Abstract. The “Mitterand doctrine” on the right of asylum and extradition was formulated by the French president in February 1985 and applied, according to a distorted interpretation and false ideological prejudices, towards Italian terrorists active in the so-called “years of lead”, who sought refuge in France.
A case in point is that of Cesare Battisti, sentenced in absentia to life imprisonment, whose extradition France denied in 1991 on the grounds of weak evidence, disavowed by the French Council of State with the historic decision of March 18, 2005.
Today, however, with the arrest on 28 April of Italian terrorists still refugees in France, an arrest decided directly by President Macron, all previous interpretative ambiguities seem definitively overcome.
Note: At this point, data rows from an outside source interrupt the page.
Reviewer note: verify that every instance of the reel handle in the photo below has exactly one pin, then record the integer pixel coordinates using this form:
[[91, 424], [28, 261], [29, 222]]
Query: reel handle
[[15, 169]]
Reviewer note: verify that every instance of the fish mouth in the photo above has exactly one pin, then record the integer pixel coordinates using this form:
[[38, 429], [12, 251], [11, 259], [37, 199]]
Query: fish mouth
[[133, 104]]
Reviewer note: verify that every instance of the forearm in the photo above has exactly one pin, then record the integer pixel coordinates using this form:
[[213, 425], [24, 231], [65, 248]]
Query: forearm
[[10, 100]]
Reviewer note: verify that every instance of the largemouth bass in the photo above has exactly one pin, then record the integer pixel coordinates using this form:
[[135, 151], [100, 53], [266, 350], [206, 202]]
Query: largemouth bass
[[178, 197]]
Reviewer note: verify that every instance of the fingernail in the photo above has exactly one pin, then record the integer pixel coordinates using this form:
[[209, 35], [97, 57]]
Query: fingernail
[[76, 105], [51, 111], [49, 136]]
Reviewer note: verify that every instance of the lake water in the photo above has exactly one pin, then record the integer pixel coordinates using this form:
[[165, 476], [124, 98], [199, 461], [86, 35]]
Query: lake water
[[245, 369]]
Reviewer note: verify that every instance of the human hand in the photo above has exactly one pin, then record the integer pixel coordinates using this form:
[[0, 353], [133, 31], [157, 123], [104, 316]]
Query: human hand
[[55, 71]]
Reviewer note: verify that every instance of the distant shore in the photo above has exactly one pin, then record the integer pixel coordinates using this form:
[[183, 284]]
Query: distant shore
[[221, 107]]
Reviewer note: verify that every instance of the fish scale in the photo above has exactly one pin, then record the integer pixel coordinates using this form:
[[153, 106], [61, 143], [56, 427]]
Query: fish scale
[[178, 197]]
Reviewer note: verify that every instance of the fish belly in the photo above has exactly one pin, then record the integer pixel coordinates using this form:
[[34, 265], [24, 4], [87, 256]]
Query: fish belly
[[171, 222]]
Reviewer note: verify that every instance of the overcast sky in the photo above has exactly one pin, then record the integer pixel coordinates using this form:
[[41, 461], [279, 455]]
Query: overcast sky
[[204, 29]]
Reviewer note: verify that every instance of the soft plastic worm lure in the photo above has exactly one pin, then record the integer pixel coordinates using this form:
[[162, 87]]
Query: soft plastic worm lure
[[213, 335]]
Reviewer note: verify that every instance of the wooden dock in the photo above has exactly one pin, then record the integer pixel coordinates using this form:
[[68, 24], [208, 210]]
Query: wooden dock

For Italy, once the French extradition procedures are concluded, and given that more than forty years have elapsed since the perpetration of the crimes, the delicate and difficult problem arises of finding a balance between the punitive and preventive function of the penalty and to give priority to the re-educational function.
As the President of the Constitutional Court rightly emphasized: “The right to escape cannot be institutionalized”. Consequently, the sentences must be carried out and it is up to the judges to evaluate during their execution, with intelligence and without prejudices, the re-education process and, therefore, take the relative measures provided for by the law.
SUMMARY: 1. Introduction. – 2. The “Mitterand doctrine”. – 3. The Battisti case and the application of the “Mitterand doctrine” in the eighties/nineties. – 4. A first important turning point. The decisions of the French Council of State of March 18, 2005 and of the European Court of Human Rights of December 12, 2006. – 5. Concluding remarks. The difficult balance between the punitive and preventive function of the penalty and the priority re-educational function.